Le nouveau propriétaire sort le (très) grand jeu un an plus tard, en mars 2010, à l’occasion du lancement d’une nouvelle formule. Et hop, une campagne publicitaire avoisinant les 10 millions d’euros. Inondation totale : stations de métro, gares, kiosques, affichages urbains, télévision. Tout y passe. J’oubliais l’essentiel : une soirée d’inauguration au Centre Georges-Pompidou. Et le recours à des chroniqueurs de premier plan : Patrick Poivre d’Arvor, Laurent Cabrol et même Thierry Roland. L’objectif de Pougatchev ? « Créer un quotidien populaire de qualité, un tabloïd populaire mais sérieux. »
Les ventes se redressent (60 000 exemplaires en juillet 2011), mais on est bien loin du chiffre avancé par Pougatchev lors de son arrivée (200 000).

 

13 décembre 2011 : rideau pour la version papier

Cette date résonne comme le clap de fin pour ce qui est de France-Soir sur papier.
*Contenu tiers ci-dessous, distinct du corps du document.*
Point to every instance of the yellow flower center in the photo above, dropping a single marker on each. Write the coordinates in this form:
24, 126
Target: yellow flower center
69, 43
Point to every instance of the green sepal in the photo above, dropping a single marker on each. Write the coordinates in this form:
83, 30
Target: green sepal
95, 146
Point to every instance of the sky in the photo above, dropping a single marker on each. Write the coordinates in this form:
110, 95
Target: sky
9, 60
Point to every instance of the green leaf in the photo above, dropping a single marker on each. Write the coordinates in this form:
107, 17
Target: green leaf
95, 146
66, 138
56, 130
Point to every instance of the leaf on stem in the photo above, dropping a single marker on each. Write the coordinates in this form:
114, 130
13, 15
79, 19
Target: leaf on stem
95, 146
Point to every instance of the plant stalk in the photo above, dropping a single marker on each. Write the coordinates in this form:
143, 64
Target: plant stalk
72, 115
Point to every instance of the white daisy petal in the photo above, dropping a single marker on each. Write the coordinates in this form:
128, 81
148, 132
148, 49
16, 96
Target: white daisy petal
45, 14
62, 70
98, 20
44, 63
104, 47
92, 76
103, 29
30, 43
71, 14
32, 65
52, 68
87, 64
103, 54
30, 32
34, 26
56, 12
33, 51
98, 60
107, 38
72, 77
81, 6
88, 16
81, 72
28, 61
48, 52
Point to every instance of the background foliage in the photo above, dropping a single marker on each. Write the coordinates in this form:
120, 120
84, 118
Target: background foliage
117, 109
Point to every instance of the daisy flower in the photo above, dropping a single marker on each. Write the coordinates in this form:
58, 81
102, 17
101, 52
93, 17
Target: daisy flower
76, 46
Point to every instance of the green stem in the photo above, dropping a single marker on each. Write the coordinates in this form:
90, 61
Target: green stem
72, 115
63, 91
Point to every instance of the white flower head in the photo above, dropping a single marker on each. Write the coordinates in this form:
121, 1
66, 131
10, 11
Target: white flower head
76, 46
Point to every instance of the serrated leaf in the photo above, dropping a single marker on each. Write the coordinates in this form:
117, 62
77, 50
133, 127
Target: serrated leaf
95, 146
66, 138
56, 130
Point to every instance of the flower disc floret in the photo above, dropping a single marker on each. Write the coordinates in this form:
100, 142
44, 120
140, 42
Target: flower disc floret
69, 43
Déjà, dès mi-octobre, le jeune Pougatchev avait annoncé son intention de supprimer l’édition papier. Pour devenir un journal 100 % web. Et au passage, se débarrasser d’un bon paquet de journalistes, son projet prévoyant une rédaction composée de 32 journalistes (soit 89 suppressions de postes sur 127 salariés) ! Le basculement vers le tout-numérique devait avoir lieu le jeudi 15 décembre. Oui mais voilà, mardi 13, tout s’accélère avec l’occupation des locaux par des militants de la CGT (qui souhaitaient empêcher la tenue du comité d’entreprise). Conséquence directe, le journal ne pourra pas paraître le lendemain. Dans la foulée, la direction (comprenez Pougatchev) considère que « les conditions ne sont pas réunies pour réaliser sereinement, aujourd’hui [mercredi], une édition papier de qualité, dans les conditions éditoriales requises ». Expéditif.
Les salariés ne verront donc même pas de numéro collector daté du 15 décembre 2011, le dernier, avant l’ère du numérique. France-Soir version papier s’arrête donc après 67 ans d’existence et 20 911 numéros.